The idea that the highest level of being is the freedom from impermanent human life is one that runs through several Eastern religions.
This article will explore the Hinduism concept of the escape from the worldly self, known as moksha.
Moksha and Samsara
To understand moksha, which means ‘liberation,’ one must first understand several other important ideas in Hinduism – particularly, samsara. Samsara is a Sanskrit word that refers to the cycle of birth, death, and rebirth, to the passing of the soul from one life to another. As the soul transitions between these lives, the next incarnation is informed by the deeds of the previous life.
This is the Hindu belief of the concept of karma. You may have heard people talk about karma and the idea that people’s choices will come back to affect them one way or another in the future. The Hindu concept of karma is similar to the popular use, but a person’s responsibility for her/his actions, good or bad, is dealt with in the next life, not the current one.The end of the cycle of birth, death, and rebirth (samsara) is the ultimate point of existence in Hinduism. There are four goals, collectively called purusartha, aimed at achieving samsara, with the fourth of these being the ultimate goal of obtaining moksha. As people move through the first three goals (dharma, artha, and kama), they release attachments to worldly possessions and desires, leading to the goal of achieving moksha.
Sound familiar? The Hindu concept of moksha is similar to the Buddhist concept of nirvana.A visual representation of the concept of moksha can be seen in this Hindu painting which shows the elephant Gajendra experiencing moksha. Instead of focusing on the suffering from the crocodile biting his leg, he focuses on Vishnu, who liberates him.
It is important to note here that there are several different schools of thought in Hinduism, each having its unique perspective on moksha. While some view moksha as liberation from the cycle of birth, death, and rebirth altogether, others view moksha more generally as liberation from suffering during life on earth, leading to a life of perfect bliss. Some even use an alternate name to refer to moksha such as kaivalya.
Moksha and the Supreme Being
Hinduism is a theistic religion believing in supreme beings known as gods and demi-gods. Different sects worship different gods or demi-gods; however, Brahman is widely believed to be the Supreme Being in the religion. When one achieves moksha, he or she ultimately achieves unity with the Supreme Being.There are two fundamental schools of thought in Hinduism about the nature of one’s unity with the Supreme Being. The first is known as Advaita Vedanta, or non-dualism.
This is the belief that one’s spiritual self is not separate from the Supreme Being. Giving everything over to the service of the Supreme Being is the path to moksha. One way to visualize this is to think about the human soul as a single blade of grass in a field, with the field being the soul of the Supreme Being. The blade of grass is part of the composition of the field, just as the human soul is part of the soul of the Supreme Being.
The other school of thought is Samkhya. Samkhya assumes a dualistic nature between the human soul and the Supreme Being’s soul. Each has its own identity and, thus, remains separate, even in moksha. In Samkhya, the unity with the Supreme Being in moksha is not from the joining of souls, but in the existence of two distinct souls on a plane higher than earthly existence. Think of a green frog in a field; it may look like it is part of the field, but it remains very separate.

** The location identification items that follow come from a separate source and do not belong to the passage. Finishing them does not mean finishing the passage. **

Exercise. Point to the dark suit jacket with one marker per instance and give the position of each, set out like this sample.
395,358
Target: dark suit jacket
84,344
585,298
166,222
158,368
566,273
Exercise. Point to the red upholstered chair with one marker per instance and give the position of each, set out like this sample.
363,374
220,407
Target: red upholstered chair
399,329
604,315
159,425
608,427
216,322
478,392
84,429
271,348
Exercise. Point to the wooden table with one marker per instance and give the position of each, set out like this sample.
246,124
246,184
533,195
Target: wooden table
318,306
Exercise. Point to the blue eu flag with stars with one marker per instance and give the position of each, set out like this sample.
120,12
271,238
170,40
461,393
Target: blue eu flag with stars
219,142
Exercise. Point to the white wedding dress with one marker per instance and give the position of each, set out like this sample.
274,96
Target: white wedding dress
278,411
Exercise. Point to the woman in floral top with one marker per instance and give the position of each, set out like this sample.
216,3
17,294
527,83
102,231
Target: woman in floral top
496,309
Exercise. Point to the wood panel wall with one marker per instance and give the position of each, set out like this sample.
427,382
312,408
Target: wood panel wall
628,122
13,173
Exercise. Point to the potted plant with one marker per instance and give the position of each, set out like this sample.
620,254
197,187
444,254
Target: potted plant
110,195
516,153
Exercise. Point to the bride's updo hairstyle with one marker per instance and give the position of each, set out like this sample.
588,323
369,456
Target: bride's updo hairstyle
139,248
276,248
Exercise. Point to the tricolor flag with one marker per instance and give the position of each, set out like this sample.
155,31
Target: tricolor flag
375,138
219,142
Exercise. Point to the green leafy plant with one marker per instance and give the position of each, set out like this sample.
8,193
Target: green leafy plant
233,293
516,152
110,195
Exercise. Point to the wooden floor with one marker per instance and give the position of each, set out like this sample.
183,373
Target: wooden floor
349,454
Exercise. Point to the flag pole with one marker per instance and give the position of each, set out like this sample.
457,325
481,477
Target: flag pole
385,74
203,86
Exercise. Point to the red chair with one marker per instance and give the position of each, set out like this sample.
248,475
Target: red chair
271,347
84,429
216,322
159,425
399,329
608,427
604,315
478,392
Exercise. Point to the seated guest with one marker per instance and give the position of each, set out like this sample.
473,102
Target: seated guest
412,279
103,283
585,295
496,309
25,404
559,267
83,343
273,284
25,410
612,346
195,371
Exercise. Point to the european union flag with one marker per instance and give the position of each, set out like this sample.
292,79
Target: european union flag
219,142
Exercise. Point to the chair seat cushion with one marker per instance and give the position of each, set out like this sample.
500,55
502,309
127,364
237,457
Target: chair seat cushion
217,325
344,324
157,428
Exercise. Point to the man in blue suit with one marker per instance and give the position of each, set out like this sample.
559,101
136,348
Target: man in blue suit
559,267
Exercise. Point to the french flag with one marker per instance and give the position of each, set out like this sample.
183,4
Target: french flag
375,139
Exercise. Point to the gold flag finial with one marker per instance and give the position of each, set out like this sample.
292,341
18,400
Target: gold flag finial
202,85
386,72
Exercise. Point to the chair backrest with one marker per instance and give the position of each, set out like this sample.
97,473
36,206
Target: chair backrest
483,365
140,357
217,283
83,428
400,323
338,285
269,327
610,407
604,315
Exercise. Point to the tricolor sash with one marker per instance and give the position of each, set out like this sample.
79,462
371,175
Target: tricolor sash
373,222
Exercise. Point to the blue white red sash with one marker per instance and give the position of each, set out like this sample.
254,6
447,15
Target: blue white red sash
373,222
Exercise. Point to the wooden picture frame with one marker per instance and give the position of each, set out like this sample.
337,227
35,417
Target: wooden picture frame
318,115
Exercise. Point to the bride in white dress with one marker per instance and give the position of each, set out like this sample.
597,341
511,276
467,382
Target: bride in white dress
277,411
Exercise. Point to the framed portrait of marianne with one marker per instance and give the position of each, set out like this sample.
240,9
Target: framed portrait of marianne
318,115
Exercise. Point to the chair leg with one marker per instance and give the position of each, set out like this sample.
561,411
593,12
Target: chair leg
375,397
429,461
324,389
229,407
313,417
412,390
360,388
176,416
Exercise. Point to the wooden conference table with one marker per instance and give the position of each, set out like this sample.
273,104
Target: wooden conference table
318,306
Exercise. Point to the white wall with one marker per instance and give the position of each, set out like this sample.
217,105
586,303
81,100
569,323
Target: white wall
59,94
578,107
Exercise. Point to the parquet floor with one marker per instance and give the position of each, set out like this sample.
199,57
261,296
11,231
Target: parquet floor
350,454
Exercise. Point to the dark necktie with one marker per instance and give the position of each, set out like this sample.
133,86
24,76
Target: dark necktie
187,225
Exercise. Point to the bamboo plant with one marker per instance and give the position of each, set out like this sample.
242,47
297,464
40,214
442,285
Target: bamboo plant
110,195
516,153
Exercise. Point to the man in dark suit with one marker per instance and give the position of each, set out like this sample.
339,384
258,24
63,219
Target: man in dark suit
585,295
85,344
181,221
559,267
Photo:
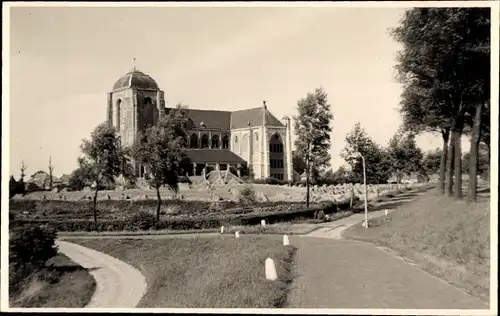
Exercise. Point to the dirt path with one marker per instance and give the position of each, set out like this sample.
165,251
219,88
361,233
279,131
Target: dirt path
118,284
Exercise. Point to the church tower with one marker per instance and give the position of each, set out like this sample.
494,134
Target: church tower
135,103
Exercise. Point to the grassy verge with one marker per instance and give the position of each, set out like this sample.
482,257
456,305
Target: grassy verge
61,284
218,272
448,238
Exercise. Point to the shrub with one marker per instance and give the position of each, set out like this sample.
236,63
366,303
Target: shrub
320,215
247,196
31,246
141,221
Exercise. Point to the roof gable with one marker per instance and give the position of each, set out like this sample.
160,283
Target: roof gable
232,120
210,118
255,116
242,118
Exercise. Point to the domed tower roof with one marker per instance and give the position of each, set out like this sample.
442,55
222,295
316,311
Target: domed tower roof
135,79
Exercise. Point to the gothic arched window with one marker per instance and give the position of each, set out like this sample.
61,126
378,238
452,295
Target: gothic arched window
204,141
215,141
225,142
193,143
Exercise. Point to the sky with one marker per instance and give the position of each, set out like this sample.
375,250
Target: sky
63,61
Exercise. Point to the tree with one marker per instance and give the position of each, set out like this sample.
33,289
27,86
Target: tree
376,158
483,161
312,127
445,51
51,170
432,162
160,149
404,155
103,160
421,113
12,186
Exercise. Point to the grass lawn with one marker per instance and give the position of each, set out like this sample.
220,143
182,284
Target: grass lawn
447,238
205,272
61,284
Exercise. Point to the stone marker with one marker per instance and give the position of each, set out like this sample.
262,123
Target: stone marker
271,270
286,242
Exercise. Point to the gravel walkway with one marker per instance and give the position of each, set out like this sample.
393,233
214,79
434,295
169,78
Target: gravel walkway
118,284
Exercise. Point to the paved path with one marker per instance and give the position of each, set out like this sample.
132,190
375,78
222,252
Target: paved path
336,273
118,284
349,274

Moksha and Self-Realization
As the soul finds unity with the Supreme Being and a person exits the cycle of birth, death, and rebirth, self-realization occurs. As part of the process of achieving moksha, one loses the focus on the ego and the body and is able to focus on her or his own divine self.
Often referred to as overcoming ignorance, moksha allows one to live in the present moment in total peace. This peace affords the person to become aware and experience true compassion for others, connecting to the divine self.The Bhagavad Gita, one of the main texts of Hinduism, offers three paths toward liberation, or moksha. The first is the karma-marga, or ‘path of duty,’ where one continues to do regular rituals, but sacrifices and works in the service of the Supreme Being.
The second is the jnana-marga, or the ‘path of knowledge,’ where yoga and meditation are used to find one’s identity in relation to the Supreme Being, forgoing worldly desires in favor of spiritual knowledge. The final path is the bhakti-marga, or the ‘path of devotion,’ where one seeks solely to adore the Supreme Being.
‘O best among men Arjuna, the person who is not disturbed by happiness and distress, and is steady in both, is certainly eligible for liberation.’– Bhagavad Gita 2.
15.This passage from one of the primary religious texts in Hinduism, the Bhagavad Gita, highlights the idea of freedom that comes from moksha. The liberation it refers to is the liberation from worldly possessions and the focus on the external self. Once a person is free from these trappings, Hindus believe that he or she transcends the cycle of birth, death and rebirth, or samsara, to exist as a divine soul capable of experiencing peace and pure compassion.
Moksha is the highest goal of the purusartha, which are the four goals one strives to achieve in Hinduism.